So with that in mind, how about taking a look at three other targets that can do a useful job for us? What I'm looking for in potential recruits, is that they be technically sound with the ball at their feet, have sufficient defensive awareness and gumption to contribute defensively in not only reactive but also proactive suppression tactics like a press, as well as the ability to recycle possession, relax/accelerate the game's tempo, & orchestrate attacks. It's a highly varied skill set, and very few excel in all aspects. So with that in mind, we have here, Javi Martinez, Joao Moutinho, & Yann M'Vila.


Javi Martinez
, Athletic Bilbao: At 23, Martinez is yet another multi-talented gem we've gotten so accustomed to seeing emerge from Spain in the last 3-4 years. Primarily employed as a holder/defensive screen in front of the backline, his constant hard-tackling, sensible possession & distribution of the ball, interceptions, and an ability to absolutely dominate attackers into submission, and non-stop threat in the air have made him for me, a must-have player in a team that prefers a multi-dimensional approach to attacking.

At 6'3", Javi stands as tall as Terry, and like him, is just exceedingly dominant in the air. It helps that there aren't many players in Spain that can dwarf him, but in all I've seen of him, he never gets beaten in the air, and is just as good winning aerial challenges in the opposition half. No surprise then that an overwhelming majority of his career goals have come through set-pieces, so yep, he's an irresistibly massive aerial threat. With the ball at his feet, Martinez is a thrifty one, rarely making a poor decision or giving it away cheaply. The fact that he has on average, suffered more fouls per game (1.8) than conceded (1.6) is testament to his immaculate ball holding ability as well as his tackling. Although he has the built for it, I haven't seen him drive forward often with the ball, preferring to release it for better positioned teammates. He's also equally comfortable playing diagonals to players in advanced positions, with a good long ball accuracy of 5.6 per game.

Javi Martinez isn't without his share of flaws, for one, I find him quite immobile as a player, which is obviously a disadvantage pairing him with someone like Mikel. At the same time, for all of his technical skill, Martinez isn't very adept at picking gaps through the opposition defence with his ground passing, but that could also be down to the fact that he doesn't habitually venture too far up the pitch. This, combined with his lack of mobility/agility mean he isn't a very viable option when an extra man need be pushed forward while chasing a game. Martinez also had his share of discipline issues last season, getting himself sent off 3 times, something largely unexpected from a player so often appreciated for his concentration & focus.


Joao Moutinho, FC Porto: Of the 3 alternatives I've considered, Moutinho's the oldest at 25. At the same time, we could also say his game is also the most developed. Of all his abilities, I'd say his tactical reading of the game is his biggest asset. I note he possesses superb understanding of his teammates' positions, because he's lethal launching counterattacks from any third of the field. His responsiveness in tight situations for me, is the single most distinct advantage he possesses over any other alternative in the passer role.

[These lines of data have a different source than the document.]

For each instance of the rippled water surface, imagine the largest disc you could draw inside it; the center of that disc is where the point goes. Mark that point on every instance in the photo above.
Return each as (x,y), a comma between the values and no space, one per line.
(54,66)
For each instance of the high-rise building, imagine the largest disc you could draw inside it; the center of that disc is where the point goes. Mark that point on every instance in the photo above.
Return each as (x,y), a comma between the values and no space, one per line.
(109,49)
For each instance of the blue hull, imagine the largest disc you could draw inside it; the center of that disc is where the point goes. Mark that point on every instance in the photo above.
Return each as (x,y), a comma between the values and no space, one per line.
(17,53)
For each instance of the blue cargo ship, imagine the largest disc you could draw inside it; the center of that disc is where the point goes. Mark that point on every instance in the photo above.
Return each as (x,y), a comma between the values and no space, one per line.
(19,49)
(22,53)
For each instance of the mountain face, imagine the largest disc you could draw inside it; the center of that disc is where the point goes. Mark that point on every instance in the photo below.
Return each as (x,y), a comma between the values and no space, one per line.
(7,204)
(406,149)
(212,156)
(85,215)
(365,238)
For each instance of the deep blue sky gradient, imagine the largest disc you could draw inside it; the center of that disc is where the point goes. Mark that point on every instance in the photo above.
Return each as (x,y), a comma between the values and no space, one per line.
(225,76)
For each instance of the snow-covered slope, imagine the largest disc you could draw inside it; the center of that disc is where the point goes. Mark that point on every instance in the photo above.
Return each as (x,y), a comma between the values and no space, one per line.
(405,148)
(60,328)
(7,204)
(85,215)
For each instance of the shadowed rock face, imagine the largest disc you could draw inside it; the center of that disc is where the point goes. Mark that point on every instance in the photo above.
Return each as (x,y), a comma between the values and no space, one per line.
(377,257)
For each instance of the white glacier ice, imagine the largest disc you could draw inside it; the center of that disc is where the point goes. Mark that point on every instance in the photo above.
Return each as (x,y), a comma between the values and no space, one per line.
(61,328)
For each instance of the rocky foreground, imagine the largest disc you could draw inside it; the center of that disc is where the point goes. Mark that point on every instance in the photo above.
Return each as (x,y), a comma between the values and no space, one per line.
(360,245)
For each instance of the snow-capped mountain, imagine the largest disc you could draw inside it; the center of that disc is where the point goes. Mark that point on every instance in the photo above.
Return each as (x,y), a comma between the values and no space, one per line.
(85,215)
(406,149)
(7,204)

Moutinho is fairly good with the ball at his feet, not afraid to dribble past a couple if closed down, while also pretty adept at picking out teammates in virtually every position. I'd say he is somewhat like Lampard, in that if he sees an opportunity developing out wide, he'll spray the ball wingwards without thinking twice about it, something that will be especially significant, since in a possible new system, with Hulk & Hazard, those areas could now represent ostensible creative and goalscoring threats. He boasts a passing accuracy of over 80%, and seems to satisfy the possession controller requirement quite well.

His defensive endeavor is where Joao is particularly different, since he brings much more than I'd usually expect from a strictly non-DM. His tremendous work rate & endless stamina make him an ideal box-to-box option if needed to frequently vacate his pivot spot & add a man up front in a counter attack or when trailing. His understanding of the game would certainly give him an advantage adjusting to the synchronized nature of Premier League football. At 5'7", despite being tiny compared to Martinez & M'Vila, Moutinho is a very combative player. 16 bookings in about 50 games at Porto suggest he certainly isn't one to shy away from rough duty, and I can see that constant harrying presence of his in the middle being a real pain for teams that prefer to attack with pensive build-ups. I can't say I've noted any particularly glaring flaws in his game, just that he does a lot of things nicely without being outright unbeatable at any.


Yann M'Vila, Stade Rennes: Let's be honest, I've liked Javi Martinez for a fairly long time, but if there's one player who's grabbed my attention, and really grasped it, it has to be the 21 year old Frenchman. He's lined up for Rennes at defensive midfield, but also shown plenty to suggest he's pretty fit for a more adventurous box-to-box role. To count merits, I'd say what characterizes YM is astonishingly good vision (even though he lines up pretty deep by Chelsea position standards), brilliant passing range, precise sense of position, and very tidy tackling. One could almost liken him to a younger Javi Martinez, or an older improved Ilkay Gundogan 2.0.

For starters, the aspect of his game that stands out farthest is how ridiculously good a passer he is for a DM. With a pleasant 83% passing accuracy over the last 2 seasons, and a truly impressive average of nearly 8 successful long balls per game, M'Vila isn't merely a deep passing option, he's a creator & play-switcher all by himself. His intelligence in distribution, as well as the fact that he's always right up there near the top of pass completion tables really makes me question why he was developed for a specific holding role in the first place. His possession recycling ability too is among the very best, and with a little more imagination and experience, he'd make a superb game controller, while also serving as one half of an unbreachable defensive screen if played in a pivot beside a dedicated holder. His role with France kinnndd of resembles such an example.

Defensively, M'Vila is just as impressive. He's easily one of the best young tacklers, if not the best, in Europe right now. Making 3.1 successful tackles per game, with only 0.8 fouls conceded on average, and a tally of merely 8 yellows in 83 appearances, he's probably be the most disciplined player you can hope to have when an opponent's knocking the ball around in your own half. Contrary to what I'd expected, M'Vila makes fewer successful interceptions per game, 2.5, to Javi Martinez's 5.2. Yann's also has my vote when it comes to focus & tenacity, and with the amount of development ahead of him, it isn't entirely of the question to expect him to convert to a dedicated central midfield role. A fine example he'd make too.

Final Word: A definitive choice between the three is again a difficult one to make, since all of them could end up improving the team and accomplishing the expected tasks in their own different way. On one hand, you have a guy like Martinez, who'd actually be bringing to the table two world class players, a midfielder and a center back, for the price of one, and would offer us so much, either as a steely yet cultured passing specialist, or as a superb successor to Terry, if need be. At the same time, supreme tactical discipline is something that will always yield consistency, adaptability, and add a cutting edge to a team's defensive & offensive armory. So in terms of finding a positional successor to Lampard for both 4-2-3-1 & 4-3-3 systems, Moutinho is the ideal pick. Then again, Yann M'Vila's unmatched vision from deep positions in an attribute very rarely found, and in the right environment, it could, alongwith unerring defensive ability, blossom into fantastic, dominant midfield superiority, and unmatched attacking variability. Each one has merits to die BUY for.